Dimon might think he can beat the UK market’s returns by dispensing with a costly branch network. Building a new IT system will also make his British bank nimbler than older rivals. But others have tried the same trick, with mixed success. Anne Boden’s Starling Bank, founded in 2014, only recently hit break-even. Digital pioneer Atom Bank lost almost 70 million pounds in the financial year to March 2020.

JPMorgan’s size in theory gives it an advantage.
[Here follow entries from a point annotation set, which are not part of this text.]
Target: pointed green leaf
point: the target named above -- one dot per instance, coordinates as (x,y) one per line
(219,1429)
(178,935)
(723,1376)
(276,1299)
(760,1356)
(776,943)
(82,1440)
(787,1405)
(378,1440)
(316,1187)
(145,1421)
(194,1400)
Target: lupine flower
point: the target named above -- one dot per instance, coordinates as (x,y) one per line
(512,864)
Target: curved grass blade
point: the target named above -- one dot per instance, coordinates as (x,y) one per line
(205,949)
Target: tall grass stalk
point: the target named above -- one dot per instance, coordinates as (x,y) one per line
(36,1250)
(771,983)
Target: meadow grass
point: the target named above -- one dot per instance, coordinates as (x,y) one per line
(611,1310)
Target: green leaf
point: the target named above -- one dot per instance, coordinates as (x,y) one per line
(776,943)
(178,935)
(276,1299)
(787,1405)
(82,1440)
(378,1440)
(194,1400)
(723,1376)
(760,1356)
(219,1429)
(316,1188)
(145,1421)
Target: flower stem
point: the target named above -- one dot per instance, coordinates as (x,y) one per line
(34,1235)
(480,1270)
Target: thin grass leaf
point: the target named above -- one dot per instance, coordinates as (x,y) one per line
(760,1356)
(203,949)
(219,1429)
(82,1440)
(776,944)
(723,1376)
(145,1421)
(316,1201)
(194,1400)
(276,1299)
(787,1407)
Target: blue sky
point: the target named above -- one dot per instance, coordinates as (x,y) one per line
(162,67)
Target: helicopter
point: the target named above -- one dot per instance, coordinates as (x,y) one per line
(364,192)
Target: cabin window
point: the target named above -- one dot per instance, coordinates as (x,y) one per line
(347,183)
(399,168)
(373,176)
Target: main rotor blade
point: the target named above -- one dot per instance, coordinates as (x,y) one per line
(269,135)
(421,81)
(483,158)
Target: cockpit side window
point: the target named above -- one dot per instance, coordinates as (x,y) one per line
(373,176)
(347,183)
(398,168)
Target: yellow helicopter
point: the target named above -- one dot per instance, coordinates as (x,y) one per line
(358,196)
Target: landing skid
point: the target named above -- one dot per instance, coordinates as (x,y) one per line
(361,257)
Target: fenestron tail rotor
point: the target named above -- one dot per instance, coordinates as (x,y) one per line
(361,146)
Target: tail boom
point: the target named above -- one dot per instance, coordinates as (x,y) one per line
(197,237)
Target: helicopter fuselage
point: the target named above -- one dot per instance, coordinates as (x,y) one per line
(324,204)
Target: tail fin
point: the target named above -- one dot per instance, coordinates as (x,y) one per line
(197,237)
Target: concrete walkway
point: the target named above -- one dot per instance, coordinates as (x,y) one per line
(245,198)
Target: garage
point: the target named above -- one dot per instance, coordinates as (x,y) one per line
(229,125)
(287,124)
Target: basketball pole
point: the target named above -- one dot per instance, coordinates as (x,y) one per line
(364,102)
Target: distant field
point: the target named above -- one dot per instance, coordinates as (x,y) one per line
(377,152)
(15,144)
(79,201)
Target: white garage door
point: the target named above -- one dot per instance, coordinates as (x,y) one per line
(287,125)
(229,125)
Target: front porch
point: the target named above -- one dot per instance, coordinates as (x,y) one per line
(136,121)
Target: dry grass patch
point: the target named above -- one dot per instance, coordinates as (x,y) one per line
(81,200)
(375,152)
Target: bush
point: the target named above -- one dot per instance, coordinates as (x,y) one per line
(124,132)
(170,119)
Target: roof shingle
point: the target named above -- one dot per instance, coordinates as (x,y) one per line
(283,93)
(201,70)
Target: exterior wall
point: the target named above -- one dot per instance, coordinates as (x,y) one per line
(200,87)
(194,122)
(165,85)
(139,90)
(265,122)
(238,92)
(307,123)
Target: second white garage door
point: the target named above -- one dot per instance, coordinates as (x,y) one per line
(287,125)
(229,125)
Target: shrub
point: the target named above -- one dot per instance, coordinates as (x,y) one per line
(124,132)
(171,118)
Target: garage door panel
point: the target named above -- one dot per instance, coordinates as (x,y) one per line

The bank likes to tout its gargantuan $12 billion annual IT budget, which is roughly six times the amount that Lloyds, Britain’s biggest domestic bank, spent on technology in 2019. Yet it’s doubtful whether the UK venture will have any cost synergies with the U.S. retail business: the bank said on Wednesday that it had designed the new business “from scratch”.

Yet the parent group’s heft could help in another way. The new UK unit will be a barnacle on a whale. That means, unlike his venture capital-backed digital rivals, Dimon can absorb losses and wait for weaker players to die. He’s chosen a tougher UK path than Goldman CEO David Solomon, and will also need more patience.